The fighting scene was extremely cruel. La Mota played his opponent looking docile. Punch after punch was set off by the soundtrack. Scorsese used a sponge hidden in his gloves and a thin tube in the boxer's hair to spray sweat and blood; these boxing scenes were soaked by the liquid produced by the fight. One big reason for shooting with black and white film is that Scorsese is unwilling to show all the blood in color photos.
The best visual effect in the film is to use slow motion to imply a highly tense consciousness. Just as Travis Bickel scanned the streets of New York in slow motion in "Taxi Driver," La Motta also looked at Vicky intently, as if time was stagnant. Normal motion is shot at 24 frames per second, while slow motion requires more frames per second, so it takes longer to show them. Scorsese cleverly used a speed of 30 or 36 frames per second, so that when Jack became paranoid and nervous because of Vicky's behavior, we could fully feel the squinted eyes and the constant burning anger.
The film is divided into scenes based on the life of the elderly La Mota. The elderly La Mota became bald and fat. She ran a nightclub by telling jokes, and even lived as a host in a strip club in Manhattan. When De Niro gained weight, the filming was suspended, and then his belly was so cumbersome to carry around. The ending part depicts his desperation. He slammed his fist on the walls of the Miami prison madly, shouting, "Why! Why! Why!"

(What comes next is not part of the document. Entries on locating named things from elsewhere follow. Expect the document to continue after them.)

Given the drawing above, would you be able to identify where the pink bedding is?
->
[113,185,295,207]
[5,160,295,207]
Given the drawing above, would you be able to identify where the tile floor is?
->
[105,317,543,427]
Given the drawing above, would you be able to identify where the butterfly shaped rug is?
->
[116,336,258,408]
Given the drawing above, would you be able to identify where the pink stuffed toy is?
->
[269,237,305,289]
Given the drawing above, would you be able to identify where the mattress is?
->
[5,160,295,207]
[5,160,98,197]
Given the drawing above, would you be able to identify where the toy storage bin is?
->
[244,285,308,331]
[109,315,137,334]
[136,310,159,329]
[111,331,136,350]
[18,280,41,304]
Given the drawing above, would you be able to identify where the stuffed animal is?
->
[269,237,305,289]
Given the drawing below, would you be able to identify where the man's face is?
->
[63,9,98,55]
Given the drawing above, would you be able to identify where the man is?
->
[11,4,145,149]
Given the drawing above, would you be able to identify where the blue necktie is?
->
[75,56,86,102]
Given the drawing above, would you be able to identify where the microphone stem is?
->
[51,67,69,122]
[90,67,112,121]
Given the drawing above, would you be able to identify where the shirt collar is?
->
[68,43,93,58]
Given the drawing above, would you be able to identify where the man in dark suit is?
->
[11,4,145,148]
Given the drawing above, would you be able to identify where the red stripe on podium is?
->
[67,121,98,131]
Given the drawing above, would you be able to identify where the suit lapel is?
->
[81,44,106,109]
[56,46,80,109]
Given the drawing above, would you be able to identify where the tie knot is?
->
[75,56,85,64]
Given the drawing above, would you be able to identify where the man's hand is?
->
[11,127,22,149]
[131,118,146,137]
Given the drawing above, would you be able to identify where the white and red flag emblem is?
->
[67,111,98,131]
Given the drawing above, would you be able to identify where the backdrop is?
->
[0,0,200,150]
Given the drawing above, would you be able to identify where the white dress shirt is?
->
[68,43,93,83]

Soon after, La Motta ran into his younger brother on the streets of New York, and slowly revealed the salvation of the character from the gentle embrace of the two. There is a very wonderful scene in the movie. De Niro is sitting in the dressing room facing the mirror and reciting the lines from "The Wharf" ("I could have been a competitor"). It is not that De Niro is imitating Brando, as people often misunderstand, but La Mota played by De Niro is imitating Terry Malloy played by Brando. De Niro could have imitated better, but what's the point?
"Angry Bull" is the portrayal of the most painful and heartbreaking jealous man in the movie, and the "Othello" of our time. This is the best movie I have seen about the low self-esteem, malaise and fear of men abusing women. Boxing is just the venue where the story takes place, not the theme of the movie. La Mota is known for never being knocked down in the ring. In the movie, he is passively leaning against and standing, putting his hands on his side and letting his opponent beat him. We can understand why he did not fall. He was hurt so badly that he couldn't stop the pain.